Genomic landscape of breast cancer

A number of studies presented at the meeting contained new insights into genomic features of metastatic breast cancer, providing further evidence that advanced cancers are biologically distinct from early-stage disease.

One study conducted whole-genome sequencing of tumor biopsies from 442 patients and found targetable alterations in 42 percent. Among these patients, 11 percent had high tumor mutational burden or microsatellite instability, making them candidates for checkpoint inhibitors; 13 percent had homologous recombination deficiency and could have received PARP inhibitors; and 24 percent had other mutations that could be addressed by targeted therapy. The analysis also showed that metastatic breast cancers tended to have driver mutations in certain genes more frequently than primary breast cancers, tended to have higher tumor mutational burden, and had differential mutational signatures. The researchers also identified GPS2 as a novel driver gene and found distinct mutational signatures in metastatic disease.

Another group of researchers also looked at DNA from tumors and blood of around 630 metastatic breast cancer patients and conducted whole-genome sequencing. The study showed that when tumors metastasize, they evolve and acquire new genomic alterations. 

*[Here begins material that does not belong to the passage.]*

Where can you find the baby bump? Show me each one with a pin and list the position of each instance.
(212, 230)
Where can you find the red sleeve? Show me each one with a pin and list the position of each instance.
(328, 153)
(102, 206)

The evaluation revealed 10 driver alterations that are enriched in hormone receptor-positive, HER2-negative metastatic breast cancer. There were three genomic signatures that were also enriched in this population that were associated with very poor outcome. Among metastatic triple-negative breast cancer patients, there was a subset with somatic biallelic loss-of-function mutations in hormone receptor pathway genes. Overall, metastatic breast cancers were genomically more complex than early breast cancers, and among metastatic patients, there was inter-patient heterogeneity in clonal diversity and mutational burden.